Festival de théâtre scolaire : le bonheur est dans le cœur de nos enfants

Trois jours durant (6-8 mai 2016), les espaces culturels de la Maison de la culture Cheikh Driss de Bizerte ont été réquisitionnés par des centaines d’écoliers de 6 à 12 ans, ainsi que par leurs parents et des groupes et personnels pédagogiques de quelques écoles de la ville.
Ce fut à l’occasion d’une manifestation baptisée « Festival de théâtre scolaire » avec comme slogan accrocheur « pour une école du bonheur ». Un événement pour la réussite duquel se sont mobilisées plusieurs parties avec l’évident désir d’en faire une tradition enracinée au cours de laquelle les tout petits font étalage de leur talent et leurs enseignants de leurs dispositions. Différents organismes se sont également associés à cette manifestation, consacrant leurs moyens matériels et humains telle la délégation régionale de la culture, la délégation régionale de l’éducation et l’institut appliqué d’animation et du tourisme. La coordination générale ayant été confiée à l’inspection des écoles de langue française de Bizerte1. Car, il faut dire que toutes ces activités ont été faites en Français, l’objectif étant précisément, et entre autres, de consolider la langue de Molière.

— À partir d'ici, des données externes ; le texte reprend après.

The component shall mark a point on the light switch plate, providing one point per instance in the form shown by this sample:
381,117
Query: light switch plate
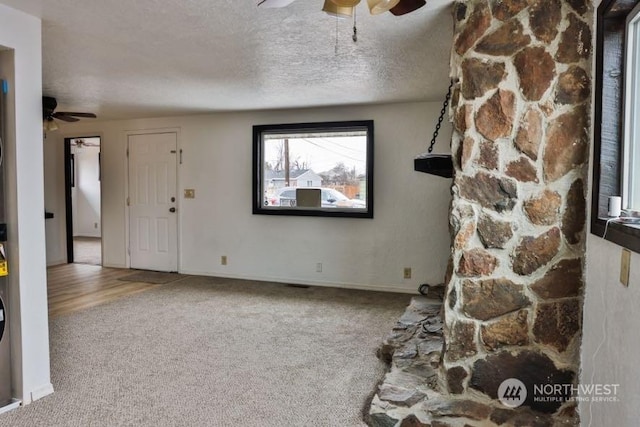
625,266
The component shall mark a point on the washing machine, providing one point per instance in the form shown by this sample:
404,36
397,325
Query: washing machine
5,349
5,346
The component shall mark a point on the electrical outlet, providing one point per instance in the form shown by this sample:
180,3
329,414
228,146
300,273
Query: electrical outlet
625,266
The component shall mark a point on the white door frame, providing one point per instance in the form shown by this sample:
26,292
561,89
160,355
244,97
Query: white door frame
126,135
67,232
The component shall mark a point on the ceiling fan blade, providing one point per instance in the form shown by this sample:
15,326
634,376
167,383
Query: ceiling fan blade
275,3
64,117
68,113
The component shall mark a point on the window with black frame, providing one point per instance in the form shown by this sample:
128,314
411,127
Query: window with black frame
616,165
314,169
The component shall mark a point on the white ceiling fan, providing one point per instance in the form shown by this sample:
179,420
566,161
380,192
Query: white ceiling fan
344,8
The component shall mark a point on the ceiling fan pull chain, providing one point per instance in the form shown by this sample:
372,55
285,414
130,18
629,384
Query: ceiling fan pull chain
336,51
355,30
442,112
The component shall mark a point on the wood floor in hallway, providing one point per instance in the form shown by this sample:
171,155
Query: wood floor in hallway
73,287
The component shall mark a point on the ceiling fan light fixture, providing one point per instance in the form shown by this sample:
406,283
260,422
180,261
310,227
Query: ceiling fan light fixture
334,10
407,6
377,7
49,125
345,3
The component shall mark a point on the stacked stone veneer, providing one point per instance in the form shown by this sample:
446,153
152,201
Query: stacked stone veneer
521,136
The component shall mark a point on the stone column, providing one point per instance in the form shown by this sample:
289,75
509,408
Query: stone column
521,116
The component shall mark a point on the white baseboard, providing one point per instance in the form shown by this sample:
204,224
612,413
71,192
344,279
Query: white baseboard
10,407
358,286
41,392
56,262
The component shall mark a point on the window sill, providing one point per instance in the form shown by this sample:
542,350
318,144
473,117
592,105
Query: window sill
625,235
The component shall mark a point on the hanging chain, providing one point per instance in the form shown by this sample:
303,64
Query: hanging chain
442,112
355,29
336,49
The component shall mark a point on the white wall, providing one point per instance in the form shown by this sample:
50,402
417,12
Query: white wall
407,231
610,344
86,193
22,66
611,322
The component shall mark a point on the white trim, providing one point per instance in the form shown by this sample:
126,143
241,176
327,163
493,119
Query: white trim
41,392
127,134
11,406
631,110
402,289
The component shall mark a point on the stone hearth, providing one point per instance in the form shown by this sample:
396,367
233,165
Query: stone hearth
514,289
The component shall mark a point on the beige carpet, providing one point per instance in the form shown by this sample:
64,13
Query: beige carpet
157,277
215,352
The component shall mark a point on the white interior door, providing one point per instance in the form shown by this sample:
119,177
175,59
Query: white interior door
153,223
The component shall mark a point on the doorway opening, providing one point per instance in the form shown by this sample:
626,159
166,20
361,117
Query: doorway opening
83,200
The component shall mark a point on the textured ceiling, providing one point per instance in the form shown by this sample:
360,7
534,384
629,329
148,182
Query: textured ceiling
147,58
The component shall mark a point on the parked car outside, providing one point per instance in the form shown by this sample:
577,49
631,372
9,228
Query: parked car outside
330,198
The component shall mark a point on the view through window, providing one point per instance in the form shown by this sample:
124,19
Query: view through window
314,169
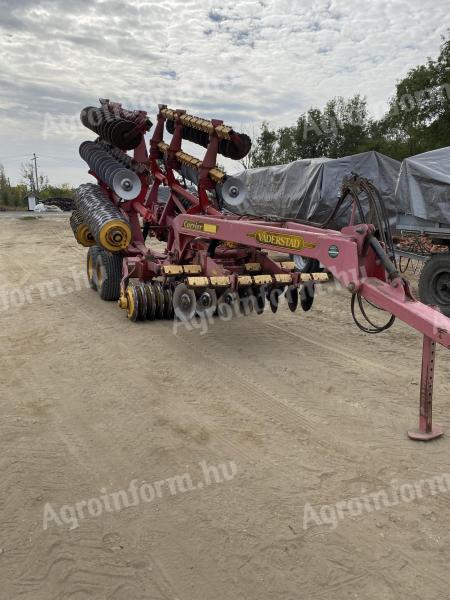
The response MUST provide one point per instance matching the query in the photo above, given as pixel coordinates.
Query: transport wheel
(91, 261)
(108, 274)
(434, 283)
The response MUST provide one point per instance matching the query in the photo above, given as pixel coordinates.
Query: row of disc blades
(117, 131)
(124, 182)
(150, 301)
(235, 148)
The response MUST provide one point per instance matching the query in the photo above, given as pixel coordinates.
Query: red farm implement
(162, 244)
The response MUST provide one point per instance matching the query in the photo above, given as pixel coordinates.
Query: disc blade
(206, 304)
(307, 297)
(292, 297)
(184, 302)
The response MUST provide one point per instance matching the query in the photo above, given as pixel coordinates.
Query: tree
(28, 175)
(264, 151)
(418, 120)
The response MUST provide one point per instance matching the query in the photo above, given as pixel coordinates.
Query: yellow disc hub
(115, 235)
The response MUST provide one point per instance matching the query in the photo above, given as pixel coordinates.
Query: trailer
(423, 204)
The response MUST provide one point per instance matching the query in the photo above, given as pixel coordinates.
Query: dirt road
(277, 421)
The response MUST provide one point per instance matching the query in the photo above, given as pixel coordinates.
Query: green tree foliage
(418, 120)
(13, 197)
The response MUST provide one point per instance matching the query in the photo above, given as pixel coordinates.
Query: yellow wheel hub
(115, 235)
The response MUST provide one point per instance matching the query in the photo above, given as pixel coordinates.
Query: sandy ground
(303, 410)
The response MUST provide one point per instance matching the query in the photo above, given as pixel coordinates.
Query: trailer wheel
(108, 274)
(434, 282)
(91, 262)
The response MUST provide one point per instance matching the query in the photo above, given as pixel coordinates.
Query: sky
(241, 61)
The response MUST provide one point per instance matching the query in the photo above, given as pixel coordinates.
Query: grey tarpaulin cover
(309, 189)
(423, 188)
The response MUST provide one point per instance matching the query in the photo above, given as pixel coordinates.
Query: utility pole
(35, 170)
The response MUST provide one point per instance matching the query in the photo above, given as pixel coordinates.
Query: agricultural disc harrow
(162, 245)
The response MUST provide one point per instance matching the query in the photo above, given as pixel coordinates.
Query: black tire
(434, 283)
(306, 265)
(109, 275)
(91, 266)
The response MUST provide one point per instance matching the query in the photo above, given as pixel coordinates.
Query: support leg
(426, 429)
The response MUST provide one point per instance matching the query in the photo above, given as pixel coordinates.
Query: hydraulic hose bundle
(108, 226)
(124, 182)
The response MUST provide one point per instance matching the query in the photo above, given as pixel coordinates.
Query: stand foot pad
(422, 436)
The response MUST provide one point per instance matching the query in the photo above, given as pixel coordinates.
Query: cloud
(244, 62)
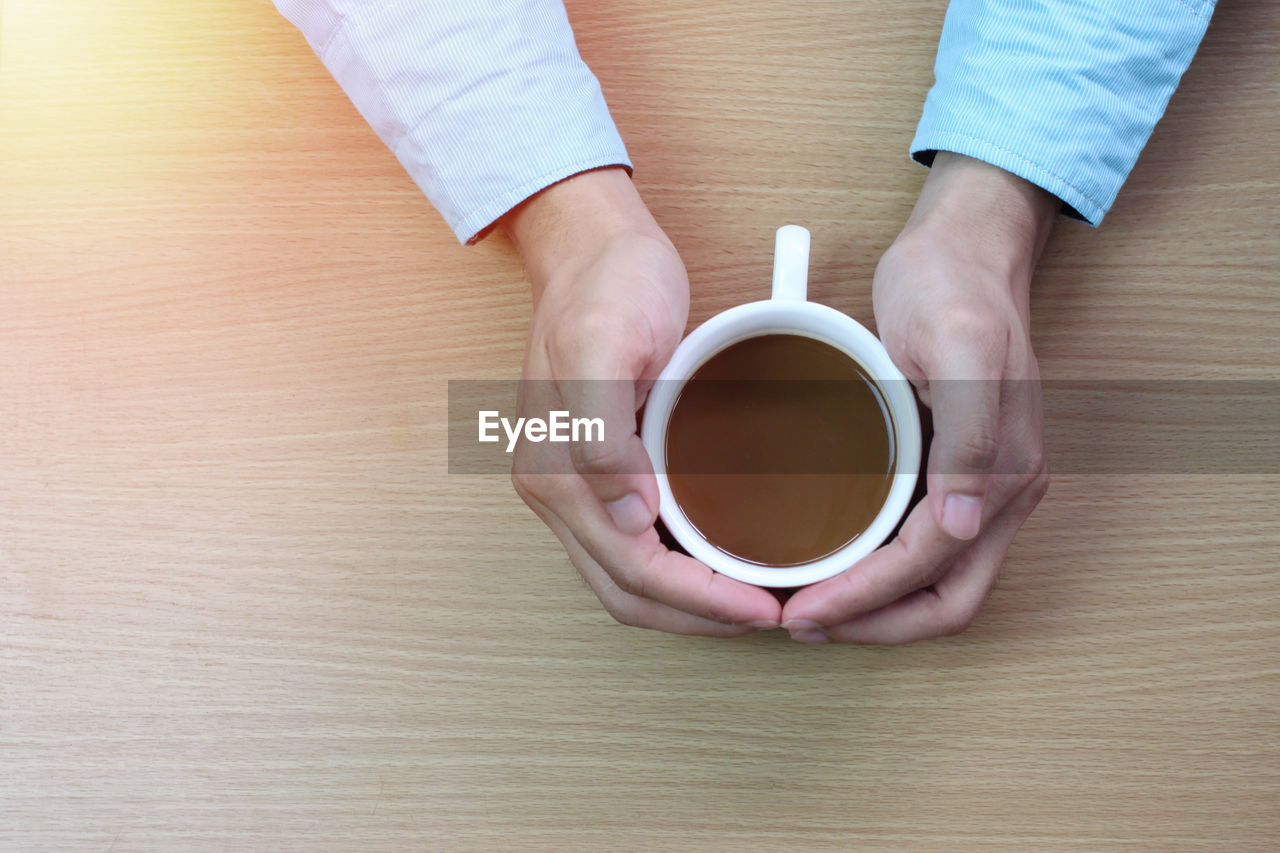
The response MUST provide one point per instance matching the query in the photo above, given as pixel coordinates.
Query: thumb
(965, 402)
(608, 454)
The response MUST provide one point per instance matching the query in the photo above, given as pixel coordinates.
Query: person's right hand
(952, 309)
(611, 300)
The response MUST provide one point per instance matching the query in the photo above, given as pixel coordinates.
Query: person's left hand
(611, 299)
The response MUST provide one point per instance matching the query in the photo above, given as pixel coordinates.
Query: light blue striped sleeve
(483, 101)
(1061, 92)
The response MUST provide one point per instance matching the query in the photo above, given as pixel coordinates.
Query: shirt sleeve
(483, 101)
(1061, 92)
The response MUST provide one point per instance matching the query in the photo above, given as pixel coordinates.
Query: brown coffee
(780, 450)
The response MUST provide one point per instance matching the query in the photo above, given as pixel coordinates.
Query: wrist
(979, 213)
(566, 226)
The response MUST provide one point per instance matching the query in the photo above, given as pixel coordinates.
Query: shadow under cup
(780, 450)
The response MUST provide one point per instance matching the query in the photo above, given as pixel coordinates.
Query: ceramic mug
(786, 313)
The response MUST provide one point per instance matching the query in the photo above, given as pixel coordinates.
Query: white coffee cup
(786, 313)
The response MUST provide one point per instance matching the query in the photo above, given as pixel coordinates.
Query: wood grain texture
(245, 607)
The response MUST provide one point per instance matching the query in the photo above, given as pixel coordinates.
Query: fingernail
(805, 630)
(961, 515)
(630, 514)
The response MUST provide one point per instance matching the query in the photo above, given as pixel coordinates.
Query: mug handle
(791, 263)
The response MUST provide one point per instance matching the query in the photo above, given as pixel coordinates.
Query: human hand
(611, 300)
(951, 300)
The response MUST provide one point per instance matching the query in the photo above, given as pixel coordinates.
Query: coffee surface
(780, 450)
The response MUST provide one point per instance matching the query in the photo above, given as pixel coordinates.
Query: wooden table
(243, 606)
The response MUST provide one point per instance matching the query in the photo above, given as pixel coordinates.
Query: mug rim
(807, 319)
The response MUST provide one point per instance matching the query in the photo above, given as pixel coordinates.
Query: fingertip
(961, 515)
(630, 514)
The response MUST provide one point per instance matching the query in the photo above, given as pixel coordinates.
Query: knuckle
(978, 451)
(630, 583)
(958, 619)
(624, 612)
(598, 457)
(520, 482)
(1038, 487)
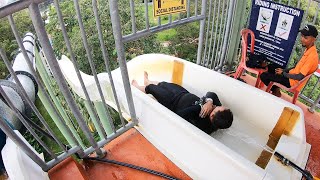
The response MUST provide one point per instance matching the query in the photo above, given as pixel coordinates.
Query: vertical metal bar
(215, 35)
(303, 23)
(316, 15)
(41, 86)
(7, 99)
(73, 59)
(188, 8)
(93, 70)
(195, 7)
(106, 60)
(16, 139)
(115, 19)
(66, 124)
(133, 18)
(207, 34)
(211, 34)
(201, 33)
(44, 40)
(147, 14)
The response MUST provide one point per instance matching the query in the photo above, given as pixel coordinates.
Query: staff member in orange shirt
(307, 64)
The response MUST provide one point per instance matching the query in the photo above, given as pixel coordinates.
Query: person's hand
(206, 109)
(279, 71)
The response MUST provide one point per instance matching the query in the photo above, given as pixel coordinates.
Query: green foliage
(132, 49)
(185, 43)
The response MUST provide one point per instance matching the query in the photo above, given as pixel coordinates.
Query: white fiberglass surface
(244, 138)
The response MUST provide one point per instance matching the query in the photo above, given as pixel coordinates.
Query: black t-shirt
(187, 108)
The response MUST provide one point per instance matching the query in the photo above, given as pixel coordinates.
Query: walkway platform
(133, 148)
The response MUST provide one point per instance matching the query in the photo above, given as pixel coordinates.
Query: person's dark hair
(222, 119)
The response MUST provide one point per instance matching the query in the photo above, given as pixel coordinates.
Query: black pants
(269, 76)
(167, 94)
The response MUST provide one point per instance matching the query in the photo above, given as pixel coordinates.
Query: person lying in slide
(206, 113)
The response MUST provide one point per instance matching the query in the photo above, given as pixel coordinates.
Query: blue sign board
(275, 27)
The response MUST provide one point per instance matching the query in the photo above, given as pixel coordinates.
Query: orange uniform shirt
(307, 65)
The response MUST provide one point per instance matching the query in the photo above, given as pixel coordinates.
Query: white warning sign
(284, 26)
(264, 20)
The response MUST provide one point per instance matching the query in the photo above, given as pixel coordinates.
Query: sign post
(162, 7)
(275, 27)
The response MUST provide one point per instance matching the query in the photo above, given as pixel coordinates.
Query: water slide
(262, 123)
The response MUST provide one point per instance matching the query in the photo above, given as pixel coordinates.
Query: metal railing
(218, 45)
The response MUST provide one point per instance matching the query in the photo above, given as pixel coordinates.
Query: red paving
(132, 147)
(312, 123)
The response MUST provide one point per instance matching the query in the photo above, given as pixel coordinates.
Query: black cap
(309, 30)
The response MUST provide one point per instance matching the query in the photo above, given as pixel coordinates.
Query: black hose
(133, 167)
(287, 162)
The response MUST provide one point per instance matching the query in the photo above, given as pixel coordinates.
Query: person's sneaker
(276, 92)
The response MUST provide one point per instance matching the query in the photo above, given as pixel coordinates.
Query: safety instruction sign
(162, 7)
(275, 27)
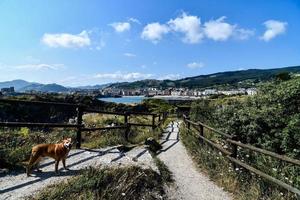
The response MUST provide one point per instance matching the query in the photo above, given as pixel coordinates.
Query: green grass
(109, 184)
(16, 143)
(244, 185)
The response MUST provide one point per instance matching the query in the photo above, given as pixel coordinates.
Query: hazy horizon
(99, 42)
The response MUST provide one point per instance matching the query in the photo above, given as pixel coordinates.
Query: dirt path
(190, 184)
(18, 186)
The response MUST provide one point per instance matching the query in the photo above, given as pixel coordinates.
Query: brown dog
(56, 151)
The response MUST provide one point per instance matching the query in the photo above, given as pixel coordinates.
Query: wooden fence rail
(232, 156)
(80, 110)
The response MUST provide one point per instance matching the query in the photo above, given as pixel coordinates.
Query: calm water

Plusieurs activités ont été déployées et des ateliers organisés, permettant à des dizaines d’élèves enthousiastes et totalement acquis de faire étalage de leurs différents et diversifiés talents d’acteurs, de danseurs, de narrateurs, de slammeurs, de chanteurs, de peintres…
Une grande estime est due au personnel pédagogique qui a veillé pendant des mois à la préparation de cette manifestation, ayant permis à nos enfants de se distinguer avec l’ardeur, le cœur ,l’entrain et le bonheur qu’on leur connaît. Cependant que quelques couacs sont hélas à enregistrer : le peu de cas que les responsables semblent continuer à accorder aux activités de la jeunesse et des enfants. Car, hormis une très brève et furtive apparition de la déléguée régionale de l’éducation lors du démarrage de ce festival, celui-ci ne semble pas avoir emballé beaucoup de monde.
Pourtant, la réforme de l’enseignement-éducation passe nécessairement par la promotion des activités culturelles dans les écoles. Du moins, c’est bien ce que l’on essaie de nous faire admettre, sans que l’on manifeste une démarche ne serait-ce que volontariste d’agir dans ce sens.